This is quite a breakthrough for me because I realised that all these people I’d studied and worked with who were adaptable had not just been adaptable. They had learned how to be adaptable. You see, historically it was thought that the brain was a physiologically static organ. It’s created in childhood and now we’re just stuck with what we’ve got.
And while it is true that the brain is much more plastic in the early years, plasticity happens throughout life. We just may need a little bit more focus and persistence as we get older. We are meant to adapt. But the brain is also highly efficient, and this means that it will look for patterns to avoid us having to consciously think about the same things over and over again.
So just like a river flowing down a well-worn river bed, the brain will take the easy route, encouraging us to think in the same way, react in the same way, and creating automatic thinking habits and blind spots. It’s much easier to continue doing something we’ve always done than it is to stop. Unless we know this and we make a conscious commitment to change, we all have the capacity to learn and we all have the capacity to learn how to adapt.
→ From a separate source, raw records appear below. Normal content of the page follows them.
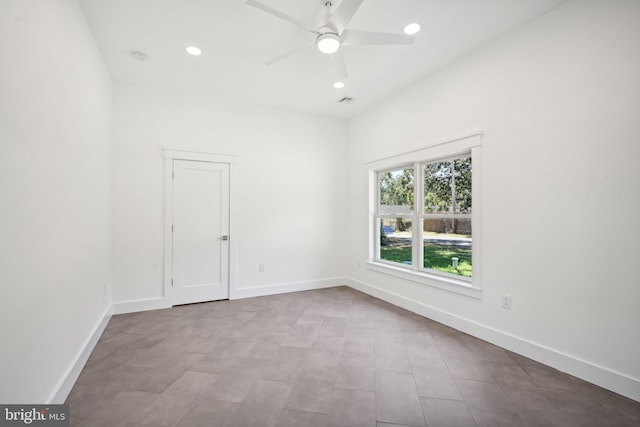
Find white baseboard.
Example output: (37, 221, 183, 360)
(111, 278, 345, 313)
(346, 277, 640, 402)
(48, 304, 113, 404)
(112, 297, 170, 315)
(231, 277, 345, 300)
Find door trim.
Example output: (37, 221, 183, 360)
(163, 149, 238, 305)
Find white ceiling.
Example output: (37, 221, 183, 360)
(79, 0, 564, 118)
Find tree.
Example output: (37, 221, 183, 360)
(380, 168, 414, 232)
(424, 157, 472, 233)
(380, 168, 414, 231)
(380, 168, 414, 208)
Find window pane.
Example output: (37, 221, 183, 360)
(424, 156, 472, 214)
(379, 167, 414, 215)
(423, 218, 472, 277)
(380, 217, 413, 266)
(453, 157, 472, 213)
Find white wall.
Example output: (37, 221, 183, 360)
(112, 84, 347, 306)
(346, 0, 640, 399)
(0, 0, 112, 403)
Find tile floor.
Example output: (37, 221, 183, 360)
(66, 287, 640, 427)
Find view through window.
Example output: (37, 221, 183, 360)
(377, 154, 472, 279)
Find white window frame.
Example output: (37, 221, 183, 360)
(366, 132, 482, 299)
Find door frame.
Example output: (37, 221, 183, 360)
(163, 149, 238, 305)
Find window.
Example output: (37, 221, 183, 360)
(378, 166, 415, 266)
(421, 155, 472, 277)
(367, 133, 481, 298)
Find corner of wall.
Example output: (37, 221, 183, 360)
(49, 304, 113, 403)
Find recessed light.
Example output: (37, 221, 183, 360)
(185, 46, 202, 56)
(333, 81, 345, 89)
(403, 23, 421, 35)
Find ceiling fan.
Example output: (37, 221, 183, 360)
(246, 0, 416, 79)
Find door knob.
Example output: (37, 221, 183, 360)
(221, 235, 229, 241)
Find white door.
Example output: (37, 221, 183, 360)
(172, 160, 230, 305)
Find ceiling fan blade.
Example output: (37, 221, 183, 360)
(264, 41, 315, 65)
(246, 0, 319, 34)
(327, 51, 348, 79)
(329, 0, 364, 33)
(341, 29, 415, 46)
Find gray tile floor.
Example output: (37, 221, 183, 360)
(67, 286, 640, 427)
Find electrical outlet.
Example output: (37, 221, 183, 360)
(501, 294, 512, 310)
(259, 264, 265, 273)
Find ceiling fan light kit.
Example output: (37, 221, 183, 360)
(317, 32, 341, 54)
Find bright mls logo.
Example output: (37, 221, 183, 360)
(0, 405, 68, 426)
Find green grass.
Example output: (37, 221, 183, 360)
(380, 243, 472, 277)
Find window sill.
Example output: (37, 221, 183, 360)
(366, 261, 482, 299)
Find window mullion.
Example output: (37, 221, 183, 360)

We just have to start.
The Challenge to Adapt
So today I challenge you. Research shows it takes 66 days for a new habit on average to form. From today that takes to just past New Year’s Day. Start today to being the person you want to be in the face of change.
Don’t wait for a resolution to be someone new next year. Look at the adaptability equation. Which areas do you need to focus on so that you can respond to change how you want to and be the person that you want to be while you do? Develop your PIR. Reduce your T and encourage others to do the same. Thank you.